Posted: Wed Jan 03, 2018 11:05 am
by loughor
Quote:
A major bug in Intel’s processors can’t be fixed via a firmware update, and will require an operating system patch across Windows, Linux and macOS platforms – and the bad news is that this software patch could slow down PCs potentially by up to 30%.
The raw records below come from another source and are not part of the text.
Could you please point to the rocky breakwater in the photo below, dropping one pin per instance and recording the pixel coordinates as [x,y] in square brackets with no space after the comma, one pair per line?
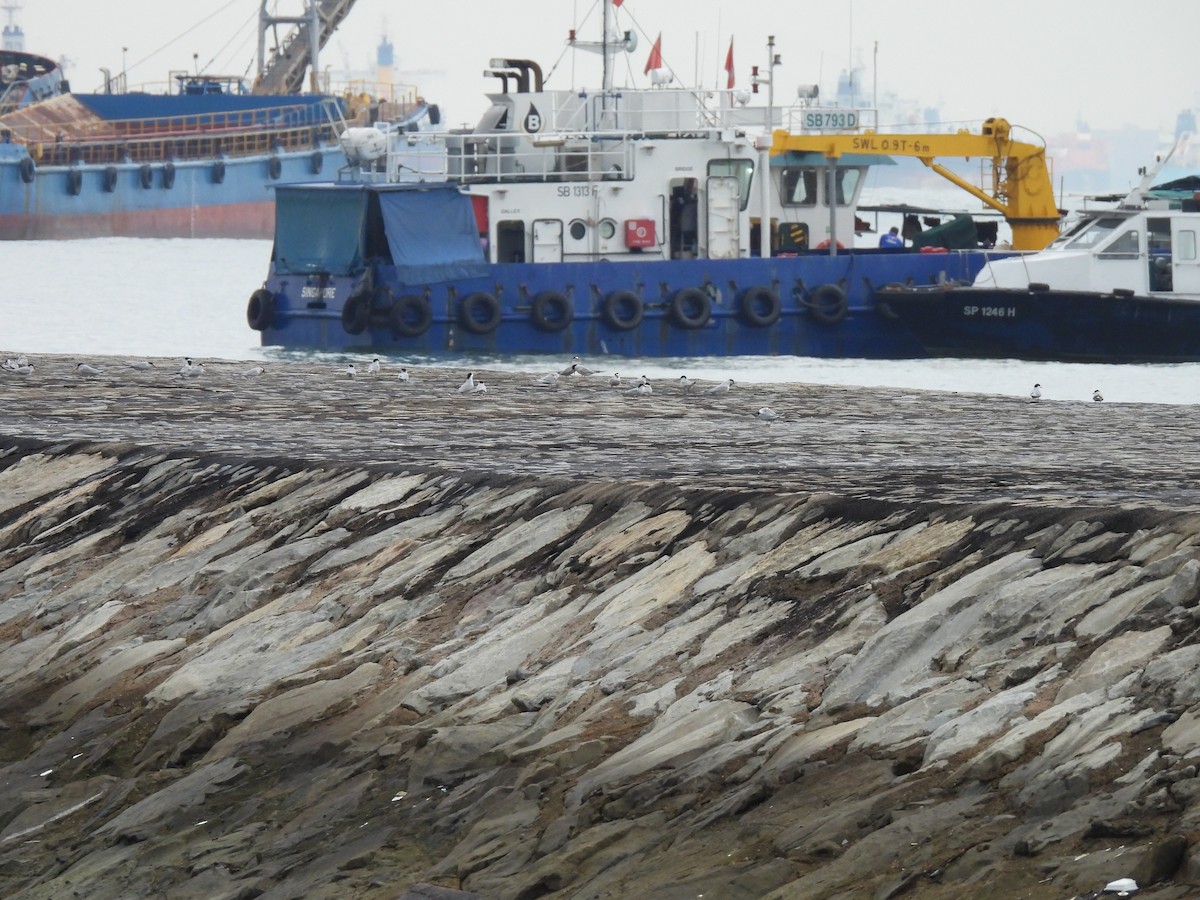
[303,635]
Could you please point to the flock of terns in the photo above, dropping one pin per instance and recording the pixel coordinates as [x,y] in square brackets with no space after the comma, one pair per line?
[21,365]
[1036,394]
[191,369]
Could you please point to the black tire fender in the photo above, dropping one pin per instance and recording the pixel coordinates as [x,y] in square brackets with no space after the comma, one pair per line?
[760,306]
[828,304]
[690,307]
[412,316]
[480,313]
[261,310]
[551,311]
[623,310]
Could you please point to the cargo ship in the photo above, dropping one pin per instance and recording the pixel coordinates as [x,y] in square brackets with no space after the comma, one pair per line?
[197,160]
http://www.techradar.com/news/patch-for ... wn-your-pc

https://www.theregister.co.uk/2018/01/0 ... sign_flaw/

30% reduction of performance would pee me off somewhat. Of course, the quote is qualified with the scaremongering journalistic shock horror word "could", so time will tell.

Re: Vulnerabilities

Posted: Thu Jan 04, 2018 7:43 pm
by richietog
I think Intel/Amd should replace the cpu for free in that case

One thing I don't get is that there are rumours that it doesn't affect gaming rigs, which is kind of weird, because I'm sure that the cpu cannot tell the difference between gaming rigs and just workstations or servers

Re: Vulnerabilities

Posted: Sun Jan 07, 2018 12:37 am
by [PCF]Falcs
I read an article where someone had downloaded the patch and the slow down was totally negible for most pc's the 30% was probably for really old pc's

Re: Vulnerabilities

Posted: Mon Jan 08, 2018 1:04 am
by richietog
[PCF]Falcs wrote:
Sun Jan 07, 2018 12:37 am
I read an article where someone had downloaded the patch and the slow down was totally negible for most pc's the 30% was probably for really old pc's
The older the CPU, the more it will slow down. The newer the CPU, it will be near 5% slower I read also somewhere

Re: Vulnerabilities

Posted: Mon Jan 08, 2018 10:20 am
by Wooster
Then it might be better to skip the patch and put faith in a decent AV catching anything trying to take advantage of the exploit.

Re: Vulnerabilities

Posted: Mon Jan 08, 2018 8:30 pm
by loughor
Updates are now available for mac OS and iOS for those who are worried about vulnerabilities. Not that there won't be something else sometime.

Re: Vulnerabilities

Posted: Thu Jan 18, 2018 7:12 pm
by richietog
Why do we bother with things like smartphones when they are riddled with bugs
http://www.independent.co.uk/life-style ... 65486.html

And Apples main marketing campaign is to say that their devices are virus free

Re: Vulnerabilities

Posted: Wed Feb 07, 2018 7:14 pm
by Splinter
I wouldn't believe anything from The Independent, frankly.